Post by Kovatsch, Matthias
I thus propose to generalize "con" to be any base URI that will be
applied to all relative links an endpoint registered. If there is a
conflict with a deployed mechanism, we could look into adopting
"anchor" and let RD use it similarly to "con", but allowing full base
URIs (including paths).
We had considered that briefly but found it'd be too difficult for
implementors for too little use cases; as you do describe use cases, we
might reconsider it.

The ugly thing about is: Registrations that are sent in
application/link-format can not make use of a path component in the Base
URI (which the con is), because RFC6690's resolution rules strip away
the Base URI's path component by using Origin terminology.

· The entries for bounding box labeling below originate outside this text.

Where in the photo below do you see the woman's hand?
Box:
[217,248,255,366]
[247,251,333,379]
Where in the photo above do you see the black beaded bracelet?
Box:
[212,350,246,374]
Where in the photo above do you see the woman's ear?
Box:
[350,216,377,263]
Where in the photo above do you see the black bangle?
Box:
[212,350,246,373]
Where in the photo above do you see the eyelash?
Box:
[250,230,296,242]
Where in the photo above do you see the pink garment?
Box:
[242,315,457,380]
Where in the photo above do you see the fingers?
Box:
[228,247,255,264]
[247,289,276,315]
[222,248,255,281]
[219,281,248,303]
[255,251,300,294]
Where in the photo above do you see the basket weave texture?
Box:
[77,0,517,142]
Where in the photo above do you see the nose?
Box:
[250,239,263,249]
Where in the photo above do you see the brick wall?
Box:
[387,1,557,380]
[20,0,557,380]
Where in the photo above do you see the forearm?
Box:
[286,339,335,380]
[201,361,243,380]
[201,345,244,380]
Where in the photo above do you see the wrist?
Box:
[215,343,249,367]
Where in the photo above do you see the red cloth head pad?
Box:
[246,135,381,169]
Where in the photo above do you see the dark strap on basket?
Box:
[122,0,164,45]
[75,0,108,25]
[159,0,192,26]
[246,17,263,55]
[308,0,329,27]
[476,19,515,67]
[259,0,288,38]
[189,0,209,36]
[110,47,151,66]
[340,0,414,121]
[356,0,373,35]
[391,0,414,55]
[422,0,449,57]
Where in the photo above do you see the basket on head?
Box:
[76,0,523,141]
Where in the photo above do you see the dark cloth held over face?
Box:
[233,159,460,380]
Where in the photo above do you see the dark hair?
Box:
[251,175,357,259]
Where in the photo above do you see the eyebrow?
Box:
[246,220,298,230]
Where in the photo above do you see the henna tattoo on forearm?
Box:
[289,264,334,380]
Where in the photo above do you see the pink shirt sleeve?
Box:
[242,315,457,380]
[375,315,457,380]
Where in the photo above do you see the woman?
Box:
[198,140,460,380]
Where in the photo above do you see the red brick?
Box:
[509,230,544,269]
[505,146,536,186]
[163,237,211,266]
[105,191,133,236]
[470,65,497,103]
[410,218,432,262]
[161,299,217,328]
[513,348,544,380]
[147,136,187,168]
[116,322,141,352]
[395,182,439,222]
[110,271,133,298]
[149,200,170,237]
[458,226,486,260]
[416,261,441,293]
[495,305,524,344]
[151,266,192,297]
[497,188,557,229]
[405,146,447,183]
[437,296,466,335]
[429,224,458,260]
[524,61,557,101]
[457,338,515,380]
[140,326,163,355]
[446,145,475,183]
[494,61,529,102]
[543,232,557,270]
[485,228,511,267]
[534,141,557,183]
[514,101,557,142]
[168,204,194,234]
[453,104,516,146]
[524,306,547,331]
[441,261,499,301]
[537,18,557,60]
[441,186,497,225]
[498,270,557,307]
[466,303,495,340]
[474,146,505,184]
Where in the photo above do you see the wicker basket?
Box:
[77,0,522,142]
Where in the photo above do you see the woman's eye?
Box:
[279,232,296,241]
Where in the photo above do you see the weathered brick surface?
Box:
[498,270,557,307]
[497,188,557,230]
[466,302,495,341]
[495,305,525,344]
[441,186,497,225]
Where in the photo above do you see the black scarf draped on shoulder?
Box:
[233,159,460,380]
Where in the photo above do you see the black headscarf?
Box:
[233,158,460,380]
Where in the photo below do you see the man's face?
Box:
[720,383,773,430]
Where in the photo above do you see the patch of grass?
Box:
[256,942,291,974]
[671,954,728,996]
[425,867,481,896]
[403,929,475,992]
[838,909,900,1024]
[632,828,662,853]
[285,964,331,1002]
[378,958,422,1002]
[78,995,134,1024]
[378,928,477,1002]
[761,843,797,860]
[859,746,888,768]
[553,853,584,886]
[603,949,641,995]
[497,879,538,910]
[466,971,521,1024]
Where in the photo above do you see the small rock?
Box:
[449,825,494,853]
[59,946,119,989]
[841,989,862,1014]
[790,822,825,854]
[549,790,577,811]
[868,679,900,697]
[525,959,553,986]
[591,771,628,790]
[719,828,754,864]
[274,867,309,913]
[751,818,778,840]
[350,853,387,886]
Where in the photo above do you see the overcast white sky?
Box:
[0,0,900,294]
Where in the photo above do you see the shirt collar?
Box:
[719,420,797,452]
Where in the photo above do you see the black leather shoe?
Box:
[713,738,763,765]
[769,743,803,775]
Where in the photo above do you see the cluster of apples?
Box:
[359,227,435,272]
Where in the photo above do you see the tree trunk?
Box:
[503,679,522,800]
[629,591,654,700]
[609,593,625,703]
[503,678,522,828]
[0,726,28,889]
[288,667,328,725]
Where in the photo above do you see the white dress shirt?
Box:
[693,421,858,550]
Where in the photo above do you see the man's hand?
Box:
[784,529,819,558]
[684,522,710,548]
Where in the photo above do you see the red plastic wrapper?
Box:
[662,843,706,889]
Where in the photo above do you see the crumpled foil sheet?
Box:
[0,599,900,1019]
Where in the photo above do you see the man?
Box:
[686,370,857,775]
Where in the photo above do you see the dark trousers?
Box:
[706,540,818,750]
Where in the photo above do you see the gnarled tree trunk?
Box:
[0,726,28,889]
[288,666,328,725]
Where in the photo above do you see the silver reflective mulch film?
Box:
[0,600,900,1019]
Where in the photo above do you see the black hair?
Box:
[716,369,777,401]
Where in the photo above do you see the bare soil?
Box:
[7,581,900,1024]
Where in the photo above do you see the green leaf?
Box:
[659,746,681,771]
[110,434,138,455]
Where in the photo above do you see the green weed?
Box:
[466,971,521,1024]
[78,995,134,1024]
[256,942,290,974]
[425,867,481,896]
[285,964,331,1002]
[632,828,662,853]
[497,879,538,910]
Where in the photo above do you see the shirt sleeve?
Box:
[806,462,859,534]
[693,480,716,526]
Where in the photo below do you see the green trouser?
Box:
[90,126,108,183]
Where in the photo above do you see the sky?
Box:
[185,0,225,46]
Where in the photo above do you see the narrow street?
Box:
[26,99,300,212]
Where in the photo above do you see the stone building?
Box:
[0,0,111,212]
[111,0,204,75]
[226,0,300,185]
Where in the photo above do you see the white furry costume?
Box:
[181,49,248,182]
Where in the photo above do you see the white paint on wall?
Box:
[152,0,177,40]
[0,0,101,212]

That means that registrations that would use such a con would in
practice need to use a content format that does not use RFC6690
resolution rules, and right now it is still under discussion whether
links-json will be safe from that.

The references in the registration body would all need to be in
path-noscheme or path-empty form. (And given that link rewriting in
proxies is a fragile thing in general, devices using that should not use
path-absolut form anywhere).

Would that still work for you?
Post by Kovatsch, Matthias
If there is a conflict with a deployed mechanism, we could look into
adopting "anchor" and let RD use it similarly to "con", but allowing
full base URIs (including paths).
https://tools.ietf.org/html/rfc8288#section-3.2
We do use anchor for what RFC8288 intends it for: the Link Context
(where the link points from), which is faithfully expressed from what
is submitted in the registration. con does something different in that
it provides a Base URI to the representation transported in the
registering POST. RFC6690 has an unfortunate convolution of those
things, but RFC8288 keeps them neatly separate.


Best regards
Christian
--
To use raw power is to make yourself infinitely vulnerable to greater powers.
-- Bene Gesserit axiom
Kovatsch, Matthias
2018-04-23 12:11:39 UTC
Permalink
Post by 'Christian Amsüss'
thanks for bringing this to the list.
Sure :)
Post by 'Christian Amsüss'
The ugly thing about is: Registrations that are sent in application/link-format can not make use of a path component in the Base URI
(which the con is), because RFC6690's resolution rules strip away the Base URI's path component by using Origin terminology.
But the current "con" is already shadowing the Origin.
I am currently missing the time to look it up myself: Does link-format enforce absolute path URIs (i.e., starting with "/")?
Post by 'Christian Amsüss'
That means that registrations that would use such a con would in practice need to use a content format that does not use RFC6690
resolution rules, and right now it is still under discussion whether links-json will be safe from that.
Sounds like one more reason to have a proper links-json format that ignores link-format baggage :)
Post by 'Christian Amsüss'
The references in the registration body would all need to be in path-noscheme or path-empty form. (And given that link rewriting in
proxies is a fragile thing in general, devices using that should not use path-absolut form anywhere).
Would that still work for you?
I am not sure, I can follow here. My proposal would assume either absolute or relative URIs in the registration body. All relative URIs are resolved using the "con" base URI, following the URI RFC algorithm.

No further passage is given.